• “Sonhecídios”

  • Continua após o anúncio
  • Continua após o anúncio
  • 09/10/2022 08:00
    Por Ataualpa Filho

    Às vezes o acaso nos surpreende, porque nos obriga a fugir do previsível, do previamente programado. O imprevisto tende a nos colocar diante de situações que exigem resiliências, flexibilidades, além de testar a nossa capacidade de buscar soluções em momentos inesperados, que são portas para o novo. Surgem como desafios. Desafiar-se consiste em um exercício que aprimora as nossas habilidades. A força de vontade está sempre presente nas superações. Os piores obstáculos são aqueles que despontam dentro de nós. Por isso que a fé, a esperança, os sonhos alicerçam a caminhada em busca dos nossos objetivos…

    “Navegar é preciso, viver não é preciso” (“navigare necesse, vivere non est necesse”). Essa constatação de heroicos navegantes, poeticamente explorada por Fernando Pessoa, expõe que o “mar da vida” carrega as inconstâncias em ondas que espelham as nossas limitações, as contingências que remetem ao “eterno recomeço”, produto da nossa efemeridade.

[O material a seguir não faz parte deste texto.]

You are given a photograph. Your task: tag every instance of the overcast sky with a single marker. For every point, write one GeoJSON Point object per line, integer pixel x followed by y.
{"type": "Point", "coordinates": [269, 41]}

    “O senhor… mire, veja: o mais importante e bonito, do mundo, é isto: que as pessoas não estão sempre iguais, ainda não foram terminadas – mas que elas vão sempre mudando. Afinam ou desafinam, verdade maior. É o que a vida me ensinou. Isso que me alegra montão.” Essa verdade explícita no livro “Grande Sertão: Veredas” de João Guimarães Rosa traduz a nossa incompletude. O processo de aprendizagem é contínuo.  A frase “vivendo e aprendendo”, que já está em domínio público, respalda a definição do mundo como uma escola. “A beleza de ser um eterno aprendiz”, como afirmara Gonzaguinha, consiste nesta busca da felicidade. E, para isso, é preciso descristalizar dúvidas e certezas. Permitir mudanças para crescer interiormente. O tempo é mestre nas transformações… 

    Não perco as oportunidades de aprender. Na quarta-feira passada (05/10), tive belas lições de vida. Aprendi muito. Fui convidado para participar de um dos projetos do Curso de Letras da Universidade Católica de Petrópolis (UCP) denominado “Expoentes da Literatura”, no qual houve o lançamento do livro “Quatro Estações” de Christiane Michelin, tendo a mediação da professora Aline de Almeida Rodrigues. 

    Recebi a incumbência de fazer a apresentação do livro. Como participei do processo editorial, sentia-me bastante confiante para falar dele. Fiz um roteiro em PowerPoint com poemas da autora. Pretendia falar da poesia com alma feminina. Selecionei também poemas de Cecília Meireles, Adélia Prato, Elisa Lucinda, Ana Cristina Cesar. E assim, navegar pela poética da sensibilidade que as mulheres tecem em versos. A minha proposta consistia em falar da mulher nos diversos e adversos contextos sociais.

    Fui para o auditório III do Campus Dom Cintra confiante por causa das releituras que já havia feito da obra que seria colocada em debate. Mas pelo acolhimento que tive desde a portaria até a recepção por membros gestores da universidade, a confiança foi se dissolvendo. Quando me deparei com a atenção das pessoas na plateia, veio uma instabilidade emocional pelo medo de decepcionar tão seleto público. 

    O que estava programado fugiu por uma emoção que me deu uma segurança para falar da minha luta com a linguagem desde a infância até os dias de hoje. Como exemplo, citei o título deste texto que nasceu de um erro de digitação. Fui escrever a palavra “conhecida”, mas, por um lapso, troquei a primeira letra, surgiu: “sonhecida”. Fato este que me levou a pensar em “sonhecídios”. Pela dislexia, muitas palavras saltam involuntariamente. Porém nos permitem uma reflexão que vai além do signo linguístico. Vi que é possível explorá-la poeticamente. 

    A partir do vocábulo “sonhecídios”, perguntei aos presentes se havia alguém com algum sonho “suicidado”. Muitos levantaram a mão. Todos sabem que, nos casos de suicídio, o que primeiro morre são os sonhos, as esperanças e a fé.

    A fé, os sonhos, as esperanças oxigenam o nosso viver. Concentram a energia vital para acreditar no amanhã. Poesia salva vida. Quando não para quedas, ajuda a levantar. 

    Venho aqui publicamente agradecer o convite feito pela UCP para falar de “Quatro Estações” da minha fraterna amiga Christiane Michelin. Quero agradecer também aos que compareceram a confiança que recebi para falar das estações de nossas vidas a partir da poesia.